Is it not time for the liquidator's gravy train to come to a halt?

Lawyers and liquidators have been riding the insolvency gravy train for too long. The public is starting to notice.

A Hong Kong judge's remark this month on the Peregrine insolvency – that the lawyers' relationship with the liquidator seemed “too cosy” – was telling.

When a liquidator gets appointed by a court, he is effectively given a blank cheque. His only brief is to recover as much money from the assets as possible. He decides what work is necessary and how long he should spend on it and therefore how big his and his partners' bill is going to be. He also decides which lawyers are going to advise him and what they should do to recover assets.
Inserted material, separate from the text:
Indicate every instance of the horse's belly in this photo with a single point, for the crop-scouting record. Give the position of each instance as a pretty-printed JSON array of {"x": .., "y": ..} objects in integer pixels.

When payday comes, he adds the lawyers' bill to his own and marks it as “disbursements”. So there might be a few hours added on here and there. What does he care? He is not paying for his lawyers' services, it all comes out of the assets recovered.

An accountant's bill cannot be taxed. So, laughably, in compulsory liquidations in this country, civil servants from the Department of Trade and Industry are supposed to be responsible for ensuring the fees are fair.

If the liquidator decides to set up a creditors' committee, and this is not compulsory, then the committee is supposed to take responsibility for monitoring fees. But a randomly assembled group of investors has no greater chance of knowing what fees are fair and successfully negotiating them down than a minor mandarin in Whitehall.

When it comes to the lawyers' bill, theoretically, the creditors or the liquidator can ask for it to be taxed. But the liquidator is not paying, and does not want to upset his helpful lawyers by questioning their bill. The creditors all have to agree to taxation.

Even if they are organised enough to elect representatives to sit on a committee, its members would have to convince the chairman, the liquidator himself.

It is to be hoped Mr Justice Ferris' long-awaited report into liquidators fees will call for a system of taxation for liquidators themselves. Or at least some kind of cap on their fees and that of their lawyers.

A couple of months ago, Mark Andrews, Wilde Sapte's senior partner, stood up at the Society for Practitioners of Insolvency conference in Paris and told assembled liquidators about the mysteries of fees taxation. When you are in the hands of a taxing master, he warned, you never know what is going to happen.

The delegates, apparently, were frightened out of their wits. Could their gravy train be about to hit the buffers? For the good of the investing public, and the reputation of the insolvency profession, let us hope so.